Today was cloudy with a bit of a cool wind but after having my lunch in the staffroom I decided to go on a walk of discovery instead of reading my current (rather depressing) book.

I headed down to the neighbouring park. Decades ago my parents and I (and bro) would take the dogs to the park for a walk on a Sunday sometimes (we took the dogs somewhere every Sunday). I followed the track through the bushy bit, over a bridge and then discovered the green grass and trees I’d spotted from the road above on my previous walk…

From then on it was a journey of amazed discovery. Clearings of beautiful mature trees … and a stream that was so clear you could actually see the bottom (so rare these days).

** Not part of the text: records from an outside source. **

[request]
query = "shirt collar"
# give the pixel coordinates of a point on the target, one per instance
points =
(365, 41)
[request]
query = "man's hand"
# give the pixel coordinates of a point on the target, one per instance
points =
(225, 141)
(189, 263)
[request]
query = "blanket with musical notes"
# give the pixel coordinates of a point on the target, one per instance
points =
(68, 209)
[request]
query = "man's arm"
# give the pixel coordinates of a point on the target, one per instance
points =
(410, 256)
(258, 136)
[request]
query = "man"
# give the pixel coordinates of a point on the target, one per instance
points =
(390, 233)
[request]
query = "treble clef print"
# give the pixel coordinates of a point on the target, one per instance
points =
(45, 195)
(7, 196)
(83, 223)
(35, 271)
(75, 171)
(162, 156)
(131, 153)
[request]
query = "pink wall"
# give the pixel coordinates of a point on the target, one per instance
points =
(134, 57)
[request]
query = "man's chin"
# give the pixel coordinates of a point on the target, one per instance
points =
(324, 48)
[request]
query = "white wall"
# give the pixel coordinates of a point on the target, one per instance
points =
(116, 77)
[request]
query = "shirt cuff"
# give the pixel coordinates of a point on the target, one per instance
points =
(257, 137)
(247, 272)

This didn’t exist, or at least wasn’t accessible, when I went to that park as a kid. It would have been perfect for Zara – she would’ve loved it, and all the picnics we could’ve had there, the visitors we could’ve shown… I feel ashamed that I hadn’t bothered to walk down to the park in all the time I’ve worked here. It was like a garden of Eden. I love trees and to be surrounded by so many in a park-like setting with no-one else around was pure bliss. I even saw a kingfisher.

On the way back I tried to figure out whether the familiar bit of the track was the end of our doggie excursions or whether the grassy clearings were created from bush we used to walk through. I walked in bafflement and surprise.

I will be planning more lunchtime trips there.